Über die erste Hälfte hat mich das Buch doch sehr stark an „Girl on the train“ erinnert, inklusive Alkoholproblem und Stalkertendenzen. Die Geschichte springt zeitlich immer etwas hin und her, beleuchtet sowohl Caseys Erinnerungen, wie auch gegenwärtige Ereignisse, die ebenfalls nochmal in Präsenz und ein „davor“ unterteilt sind. Aber in der zweiten Hälfte nimmt es eine sehr unerwartete Wendung.

Ich mochte Protagonistin Casey vor allem am Anfang wirklich gern und fand sie durch ihre ganze Situation, ihren Verlust und die offen zur Schau getragene Verletzlichkeit sehr einnehmend. Doch dann wurde sie im Handlungsverlauf einfach zunehmend obsessiv und anstrengend, auch bereits vor Katherines Verschwinden. Ich habe sie an vielen Stellen als übergriffig empfunden und die Selbstsabotage, die sich an sich selbst betrieb, war einfach nur traurig zu verfolgen.

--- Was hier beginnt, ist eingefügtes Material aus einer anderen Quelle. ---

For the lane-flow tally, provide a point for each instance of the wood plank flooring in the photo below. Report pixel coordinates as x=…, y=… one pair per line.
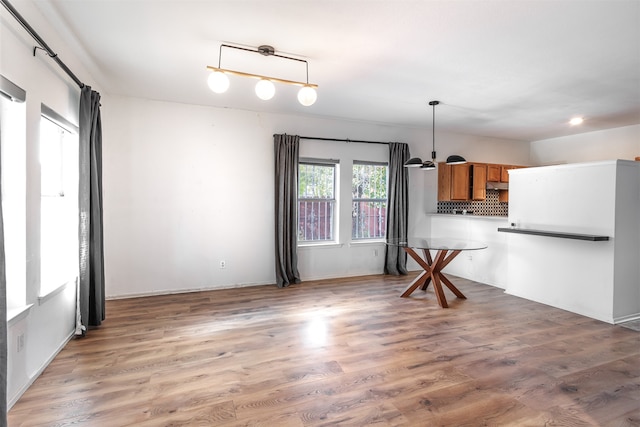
x=340, y=352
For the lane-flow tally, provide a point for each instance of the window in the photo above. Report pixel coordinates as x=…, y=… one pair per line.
x=58, y=204
x=316, y=200
x=369, y=192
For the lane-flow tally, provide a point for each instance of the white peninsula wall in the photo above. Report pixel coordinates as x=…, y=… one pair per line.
x=598, y=279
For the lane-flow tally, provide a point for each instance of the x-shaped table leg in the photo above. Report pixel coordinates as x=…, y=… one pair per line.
x=433, y=273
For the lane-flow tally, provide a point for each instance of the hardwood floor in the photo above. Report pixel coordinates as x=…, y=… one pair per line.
x=340, y=352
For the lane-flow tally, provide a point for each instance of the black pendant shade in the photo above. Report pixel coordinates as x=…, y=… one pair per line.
x=416, y=162
x=455, y=160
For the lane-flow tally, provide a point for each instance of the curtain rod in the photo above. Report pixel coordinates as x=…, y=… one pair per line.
x=41, y=42
x=343, y=140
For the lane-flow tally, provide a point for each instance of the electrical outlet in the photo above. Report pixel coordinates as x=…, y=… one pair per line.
x=20, y=343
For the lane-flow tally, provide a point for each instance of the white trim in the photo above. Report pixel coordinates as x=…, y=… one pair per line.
x=53, y=292
x=35, y=376
x=16, y=314
x=368, y=242
x=328, y=245
x=186, y=291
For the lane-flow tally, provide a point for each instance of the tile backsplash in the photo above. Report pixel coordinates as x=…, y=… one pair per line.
x=489, y=207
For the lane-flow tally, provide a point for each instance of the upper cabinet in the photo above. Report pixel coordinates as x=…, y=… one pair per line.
x=469, y=181
x=453, y=182
x=478, y=181
x=494, y=173
x=504, y=174
x=462, y=182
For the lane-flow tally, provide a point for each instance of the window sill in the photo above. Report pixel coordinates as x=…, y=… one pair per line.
x=323, y=245
x=368, y=242
x=53, y=292
x=16, y=314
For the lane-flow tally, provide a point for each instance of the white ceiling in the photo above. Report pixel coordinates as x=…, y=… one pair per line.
x=507, y=69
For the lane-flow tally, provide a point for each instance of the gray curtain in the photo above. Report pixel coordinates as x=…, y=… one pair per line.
x=397, y=208
x=91, y=283
x=286, y=186
x=3, y=316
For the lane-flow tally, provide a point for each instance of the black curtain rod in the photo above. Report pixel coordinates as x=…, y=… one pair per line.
x=41, y=42
x=343, y=140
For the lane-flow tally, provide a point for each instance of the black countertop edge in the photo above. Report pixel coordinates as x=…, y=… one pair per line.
x=590, y=237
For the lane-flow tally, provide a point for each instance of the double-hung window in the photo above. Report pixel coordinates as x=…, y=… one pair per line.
x=317, y=200
x=369, y=196
x=58, y=201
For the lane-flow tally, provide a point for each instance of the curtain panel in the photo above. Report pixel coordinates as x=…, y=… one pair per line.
x=286, y=149
x=91, y=310
x=397, y=208
x=3, y=312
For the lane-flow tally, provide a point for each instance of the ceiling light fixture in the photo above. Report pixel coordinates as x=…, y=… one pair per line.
x=416, y=162
x=218, y=80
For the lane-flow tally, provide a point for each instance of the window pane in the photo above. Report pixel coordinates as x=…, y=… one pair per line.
x=58, y=206
x=369, y=210
x=369, y=181
x=315, y=220
x=316, y=202
x=316, y=181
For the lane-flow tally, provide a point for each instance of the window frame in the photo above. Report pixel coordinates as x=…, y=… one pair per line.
x=334, y=201
x=53, y=278
x=355, y=200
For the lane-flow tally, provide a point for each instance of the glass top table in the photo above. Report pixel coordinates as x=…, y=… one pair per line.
x=447, y=249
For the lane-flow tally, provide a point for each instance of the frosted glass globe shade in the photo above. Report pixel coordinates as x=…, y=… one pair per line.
x=307, y=96
x=218, y=82
x=265, y=89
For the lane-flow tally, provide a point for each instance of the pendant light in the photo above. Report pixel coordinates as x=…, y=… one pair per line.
x=416, y=162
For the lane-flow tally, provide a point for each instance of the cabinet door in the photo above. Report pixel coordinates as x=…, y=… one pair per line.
x=504, y=175
x=460, y=184
x=479, y=187
x=493, y=173
x=444, y=182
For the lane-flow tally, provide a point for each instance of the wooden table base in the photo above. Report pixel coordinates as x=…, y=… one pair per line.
x=433, y=273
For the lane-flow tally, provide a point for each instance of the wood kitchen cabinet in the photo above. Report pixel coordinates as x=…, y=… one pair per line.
x=494, y=173
x=444, y=182
x=462, y=182
x=504, y=174
x=453, y=182
x=479, y=181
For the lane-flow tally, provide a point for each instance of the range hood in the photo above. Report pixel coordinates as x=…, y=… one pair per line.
x=497, y=185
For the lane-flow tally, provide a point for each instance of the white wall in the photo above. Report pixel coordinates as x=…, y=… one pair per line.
x=598, y=279
x=50, y=321
x=610, y=144
x=188, y=186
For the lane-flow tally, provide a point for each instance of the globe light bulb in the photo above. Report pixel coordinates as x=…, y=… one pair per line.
x=265, y=89
x=307, y=96
x=218, y=82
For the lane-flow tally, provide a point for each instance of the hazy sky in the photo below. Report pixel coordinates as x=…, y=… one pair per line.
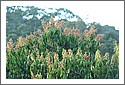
x=104, y=12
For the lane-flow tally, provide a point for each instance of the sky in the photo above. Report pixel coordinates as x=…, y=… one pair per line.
x=104, y=12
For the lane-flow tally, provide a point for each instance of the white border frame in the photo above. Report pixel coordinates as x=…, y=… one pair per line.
x=54, y=81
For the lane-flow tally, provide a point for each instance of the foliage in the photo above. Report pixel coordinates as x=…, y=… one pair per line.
x=60, y=54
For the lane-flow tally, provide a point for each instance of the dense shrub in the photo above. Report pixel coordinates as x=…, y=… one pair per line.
x=60, y=54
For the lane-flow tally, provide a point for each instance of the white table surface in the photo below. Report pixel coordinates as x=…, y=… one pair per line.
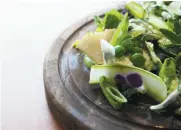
x=27, y=30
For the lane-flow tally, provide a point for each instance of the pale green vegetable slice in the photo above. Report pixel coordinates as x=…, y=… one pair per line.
x=154, y=84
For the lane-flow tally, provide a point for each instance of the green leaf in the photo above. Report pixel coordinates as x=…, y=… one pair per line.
x=177, y=28
x=112, y=19
x=112, y=22
x=121, y=30
x=135, y=9
x=111, y=93
x=170, y=35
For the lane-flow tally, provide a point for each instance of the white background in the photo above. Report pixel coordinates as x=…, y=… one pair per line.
x=27, y=30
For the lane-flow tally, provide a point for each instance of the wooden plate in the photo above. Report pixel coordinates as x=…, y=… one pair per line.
x=79, y=106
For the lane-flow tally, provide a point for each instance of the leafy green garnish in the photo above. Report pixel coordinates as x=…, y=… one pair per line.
x=177, y=28
x=110, y=20
x=173, y=37
x=121, y=31
x=153, y=55
x=111, y=93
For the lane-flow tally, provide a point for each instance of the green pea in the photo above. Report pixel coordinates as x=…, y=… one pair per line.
x=119, y=51
x=137, y=50
x=128, y=45
x=138, y=60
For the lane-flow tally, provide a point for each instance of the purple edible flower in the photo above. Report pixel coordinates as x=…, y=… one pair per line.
x=124, y=11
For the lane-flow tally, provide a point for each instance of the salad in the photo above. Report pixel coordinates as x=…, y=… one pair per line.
x=136, y=50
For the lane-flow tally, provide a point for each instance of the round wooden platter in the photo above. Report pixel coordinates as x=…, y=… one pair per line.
x=79, y=106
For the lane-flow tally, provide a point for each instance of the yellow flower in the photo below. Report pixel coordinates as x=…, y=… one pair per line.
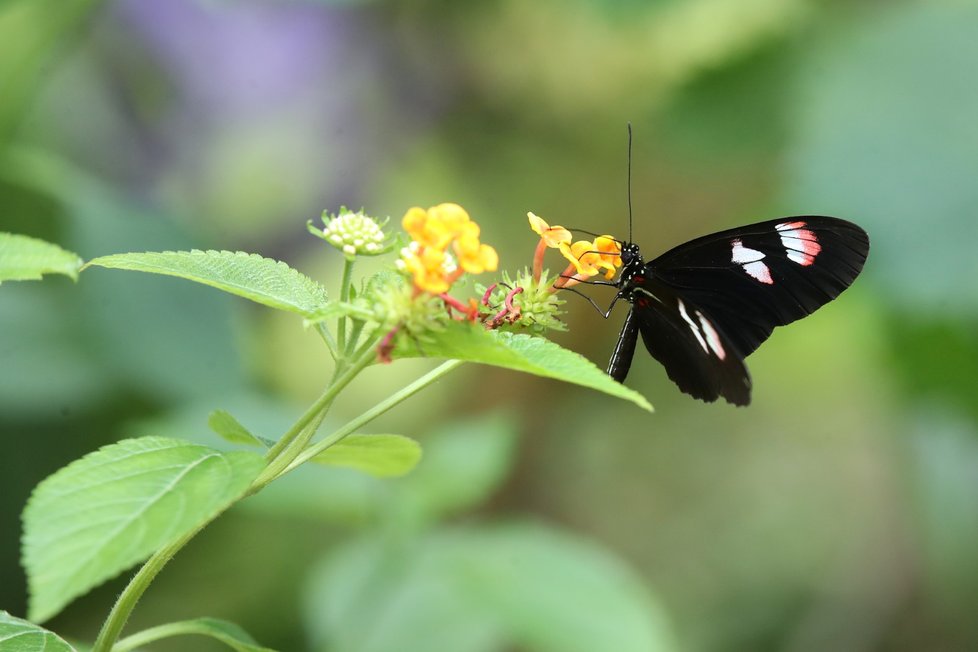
x=586, y=258
x=553, y=236
x=432, y=231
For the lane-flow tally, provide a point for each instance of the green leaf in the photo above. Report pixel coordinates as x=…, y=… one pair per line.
x=224, y=424
x=520, y=352
x=228, y=633
x=269, y=282
x=384, y=456
x=114, y=507
x=26, y=259
x=18, y=635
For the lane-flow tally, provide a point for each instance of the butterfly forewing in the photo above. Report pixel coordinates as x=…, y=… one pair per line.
x=754, y=278
x=705, y=305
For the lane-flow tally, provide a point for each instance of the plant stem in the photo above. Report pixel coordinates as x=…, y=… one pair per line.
x=345, y=298
x=327, y=336
x=113, y=625
x=373, y=413
x=292, y=442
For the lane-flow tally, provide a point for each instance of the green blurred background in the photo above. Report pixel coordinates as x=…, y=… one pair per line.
x=838, y=512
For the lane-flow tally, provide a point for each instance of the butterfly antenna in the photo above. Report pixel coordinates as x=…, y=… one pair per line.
x=630, y=182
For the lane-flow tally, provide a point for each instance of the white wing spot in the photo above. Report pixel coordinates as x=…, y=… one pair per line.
x=801, y=244
x=712, y=337
x=750, y=260
x=692, y=325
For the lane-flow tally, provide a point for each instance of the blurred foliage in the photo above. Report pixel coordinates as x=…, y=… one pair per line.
x=837, y=512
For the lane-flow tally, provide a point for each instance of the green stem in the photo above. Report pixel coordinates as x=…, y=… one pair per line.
x=113, y=625
x=373, y=413
x=284, y=452
x=169, y=630
x=345, y=298
x=292, y=442
x=324, y=332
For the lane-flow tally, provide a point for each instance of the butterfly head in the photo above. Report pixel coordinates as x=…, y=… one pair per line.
x=631, y=255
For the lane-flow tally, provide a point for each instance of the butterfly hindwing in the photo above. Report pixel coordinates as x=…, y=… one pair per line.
x=696, y=354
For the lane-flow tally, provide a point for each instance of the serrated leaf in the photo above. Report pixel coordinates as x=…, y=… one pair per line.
x=224, y=631
x=26, y=259
x=224, y=424
x=18, y=635
x=269, y=282
x=384, y=456
x=520, y=352
x=114, y=507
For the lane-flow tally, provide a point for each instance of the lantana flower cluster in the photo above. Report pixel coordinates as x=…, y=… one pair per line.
x=444, y=245
x=586, y=258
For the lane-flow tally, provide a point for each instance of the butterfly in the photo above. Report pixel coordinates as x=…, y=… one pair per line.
x=704, y=306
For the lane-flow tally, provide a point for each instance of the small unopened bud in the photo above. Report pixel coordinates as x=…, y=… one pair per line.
x=353, y=233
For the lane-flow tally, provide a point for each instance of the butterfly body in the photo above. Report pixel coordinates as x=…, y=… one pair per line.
x=704, y=306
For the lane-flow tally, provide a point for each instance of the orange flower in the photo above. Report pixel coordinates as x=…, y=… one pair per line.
x=427, y=259
x=586, y=258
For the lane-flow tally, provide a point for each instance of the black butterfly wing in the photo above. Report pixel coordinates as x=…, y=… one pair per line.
x=750, y=279
x=697, y=355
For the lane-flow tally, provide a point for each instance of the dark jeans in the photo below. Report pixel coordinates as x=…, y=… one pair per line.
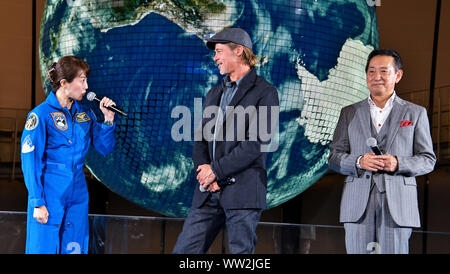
x=203, y=224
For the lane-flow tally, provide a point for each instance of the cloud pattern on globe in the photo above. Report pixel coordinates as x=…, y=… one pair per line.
x=150, y=57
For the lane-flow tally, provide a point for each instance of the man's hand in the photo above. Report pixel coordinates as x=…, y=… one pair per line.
x=104, y=103
x=371, y=162
x=41, y=214
x=390, y=162
x=213, y=187
x=205, y=175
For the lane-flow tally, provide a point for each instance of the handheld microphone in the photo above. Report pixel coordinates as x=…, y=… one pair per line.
x=92, y=96
x=372, y=143
x=201, y=188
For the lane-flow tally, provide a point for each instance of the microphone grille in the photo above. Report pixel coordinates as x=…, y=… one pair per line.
x=91, y=96
x=371, y=142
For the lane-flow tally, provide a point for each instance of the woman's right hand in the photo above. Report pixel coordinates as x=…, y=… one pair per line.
x=41, y=214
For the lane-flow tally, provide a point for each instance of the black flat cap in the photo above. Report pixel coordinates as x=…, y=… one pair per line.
x=235, y=35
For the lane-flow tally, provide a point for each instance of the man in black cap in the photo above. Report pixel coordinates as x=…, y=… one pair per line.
x=231, y=171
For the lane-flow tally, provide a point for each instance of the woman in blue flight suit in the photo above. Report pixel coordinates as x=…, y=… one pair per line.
x=55, y=141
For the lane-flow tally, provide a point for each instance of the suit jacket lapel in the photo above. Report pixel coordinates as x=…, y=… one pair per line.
x=363, y=113
x=397, y=113
x=243, y=88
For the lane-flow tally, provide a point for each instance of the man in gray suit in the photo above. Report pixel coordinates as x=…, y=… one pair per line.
x=379, y=202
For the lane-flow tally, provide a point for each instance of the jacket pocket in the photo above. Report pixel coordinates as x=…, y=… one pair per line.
x=411, y=181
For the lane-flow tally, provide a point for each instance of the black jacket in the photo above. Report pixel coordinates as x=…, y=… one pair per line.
x=240, y=164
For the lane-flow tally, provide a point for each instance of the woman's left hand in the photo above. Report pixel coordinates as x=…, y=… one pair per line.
x=104, y=103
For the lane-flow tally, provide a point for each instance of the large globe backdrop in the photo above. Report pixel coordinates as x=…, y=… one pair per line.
x=149, y=56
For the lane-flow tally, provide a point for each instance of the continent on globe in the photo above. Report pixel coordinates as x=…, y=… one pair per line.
x=150, y=57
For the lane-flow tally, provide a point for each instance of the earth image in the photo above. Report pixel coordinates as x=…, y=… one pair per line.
x=150, y=56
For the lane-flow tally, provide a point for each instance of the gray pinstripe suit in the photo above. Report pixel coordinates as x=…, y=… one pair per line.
x=394, y=199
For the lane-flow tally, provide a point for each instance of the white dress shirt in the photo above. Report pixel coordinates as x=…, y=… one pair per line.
x=378, y=116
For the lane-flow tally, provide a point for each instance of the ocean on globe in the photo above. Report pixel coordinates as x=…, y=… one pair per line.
x=150, y=57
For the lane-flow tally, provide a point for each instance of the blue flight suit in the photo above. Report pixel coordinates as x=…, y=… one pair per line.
x=54, y=144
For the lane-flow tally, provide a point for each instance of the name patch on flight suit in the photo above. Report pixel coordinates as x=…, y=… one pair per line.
x=59, y=119
x=27, y=145
x=82, y=117
x=32, y=122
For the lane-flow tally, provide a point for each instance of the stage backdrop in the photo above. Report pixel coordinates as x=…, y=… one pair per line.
x=150, y=57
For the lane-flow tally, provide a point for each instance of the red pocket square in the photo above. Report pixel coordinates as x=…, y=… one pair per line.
x=405, y=123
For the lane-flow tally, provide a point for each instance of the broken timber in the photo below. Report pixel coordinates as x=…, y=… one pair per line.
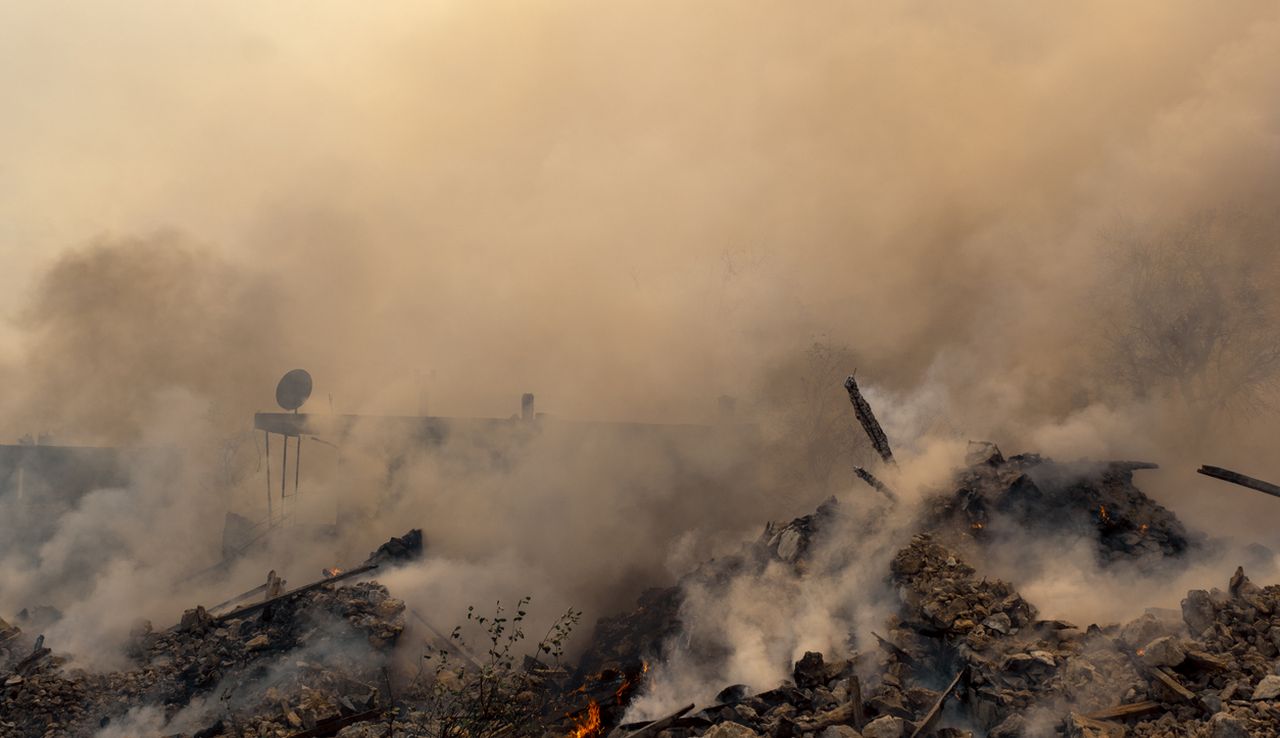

Für meinen Geschmack gibt es in der ersten Hälfte vor allem viel Suspense aber wenig Handlung. Und gegen Ende wirds dann richtig wild, spätestens als die vermeintliche Katherine gefunden wird. Da hat die Handlung mich dann irgendwie verloren. Ich mag ja Mystery/ Gothic Novels, aber das hier hat für mich nicht funktioniert, war mir zu irrwitzig. Nicht nur wegen potentieller Geistererscheinungen, sondern auch als die Wahrheit übers Caseys Ehe und Len offenbart wird.

Kann man machen, man verpasst aber auch nichts, wenn man dieses Buch aussetzt. Man sollte beim Lesen auf jeden Fall aufgeschlossen sein.